The institution cautioned that failure to close the widening jobs gap could strain public institutions and intensify irregular migration, social unrest and insecurity, particularly in regions experiencing rapid population growth.
It also noted that the issue received limited attention at major international gatherings such as the World Economic Forum Annual Meeting in Davos, where discussions were largely dominated by immediate geopolitical and economic concerns.
The bank urged global policymakers to elevate employment generation as a central theme at upcoming multilateral engagements, including meetings of the Group of Seven and the Group of Twenty, arguing that early, coordinated action could transform demographic growth into an economic dividend rather than a destabilising burden.
Three-Pillar Strategy
To confront the looming crisis, the World Bank outlined a jobs-focused strategy anchored on three core pillars: infrastructure investment, regulatory reform and private-sector expansion.
First, it emphasised large-scale investment in both physical and human infrastructure — including reliable electricity, transport networks, healthcare systems and quality education — describing them as prerequisites for sustainable private investment and employment growth.
Second, the bank called for predictable regulatory frameworks and transparent policy environments to stimulate entrepreneurship and investor confidence.
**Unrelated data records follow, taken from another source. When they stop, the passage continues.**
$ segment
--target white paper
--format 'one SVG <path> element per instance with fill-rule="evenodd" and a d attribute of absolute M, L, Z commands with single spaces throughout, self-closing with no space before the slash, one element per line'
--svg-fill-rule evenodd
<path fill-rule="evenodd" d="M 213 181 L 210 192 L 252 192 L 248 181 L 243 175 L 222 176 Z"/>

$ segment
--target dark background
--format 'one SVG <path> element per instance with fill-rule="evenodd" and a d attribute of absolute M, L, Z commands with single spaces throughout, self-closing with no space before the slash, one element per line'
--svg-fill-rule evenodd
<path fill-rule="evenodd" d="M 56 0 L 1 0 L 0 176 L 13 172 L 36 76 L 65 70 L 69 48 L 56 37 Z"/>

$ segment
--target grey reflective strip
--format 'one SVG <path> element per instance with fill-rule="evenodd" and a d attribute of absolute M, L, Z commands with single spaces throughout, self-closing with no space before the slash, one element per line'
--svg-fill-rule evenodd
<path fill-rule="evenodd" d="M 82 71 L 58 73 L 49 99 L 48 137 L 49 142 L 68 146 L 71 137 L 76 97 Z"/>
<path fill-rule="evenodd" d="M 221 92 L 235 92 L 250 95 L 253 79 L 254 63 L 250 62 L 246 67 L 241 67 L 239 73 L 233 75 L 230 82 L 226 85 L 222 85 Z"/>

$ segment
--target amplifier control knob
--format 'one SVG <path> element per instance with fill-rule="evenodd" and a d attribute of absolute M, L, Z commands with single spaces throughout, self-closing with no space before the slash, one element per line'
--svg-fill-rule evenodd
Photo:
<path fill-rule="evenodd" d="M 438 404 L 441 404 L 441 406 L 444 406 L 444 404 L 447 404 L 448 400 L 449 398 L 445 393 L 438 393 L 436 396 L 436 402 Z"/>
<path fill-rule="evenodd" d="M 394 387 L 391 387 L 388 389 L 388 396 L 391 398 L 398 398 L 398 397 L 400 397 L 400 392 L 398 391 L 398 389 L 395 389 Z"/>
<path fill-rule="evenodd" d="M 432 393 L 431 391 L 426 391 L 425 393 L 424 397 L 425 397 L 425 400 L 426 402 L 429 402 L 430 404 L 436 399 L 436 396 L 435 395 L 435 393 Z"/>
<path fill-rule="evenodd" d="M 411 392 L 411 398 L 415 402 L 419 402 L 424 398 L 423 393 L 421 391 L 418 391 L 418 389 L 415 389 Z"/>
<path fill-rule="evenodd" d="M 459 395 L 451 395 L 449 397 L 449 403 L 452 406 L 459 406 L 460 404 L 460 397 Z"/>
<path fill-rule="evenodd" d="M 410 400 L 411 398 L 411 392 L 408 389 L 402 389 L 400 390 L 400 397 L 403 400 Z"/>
It noted that micro, small and medium-sized enterprises account for the majority of employment across developing economies and require stable operating conditions to scale.
Third, the institution highlighted the role of its private-sector arms in providing financing instruments such as equity investments, guarantees and political risk insurance to reduce investment uncertainty in emerging markets.
High-Impact Sectors Identified
The World Bank identified five sectors with the strongest potential to generate employment at scale: infrastructure and energy, agribusiness, primary healthcare, tourism and value-added manufacturing.
It argued that strategic investments in these sectors, based on country-level evidence, can maximise job creation impact even with limited public resources.
Looking ahead, the bank rejected the notion that job creation in developing economies would come at the expense of advanced nations. By 2050, more than 85 per cent of the global population is projected to reside in developing countries — representing both the largest expansion of the global labour force and a significant source of future consumer demand.
If properly harnessed, the institution said, growing developing markets could evolve into stronger trade partners and resilient supply-chain hubs, benefiting the global economy while easing migration pressures.
However, it warned that the primary obstacle to investment in developing economies remains risk — both real and perceived — rather than a lack of opportunity.
“If we get this right, demographic change can become an engine of growth and stability,” the bank noted. “If we get it wrong, the world will continue reacting to crises that were visible years in advance.”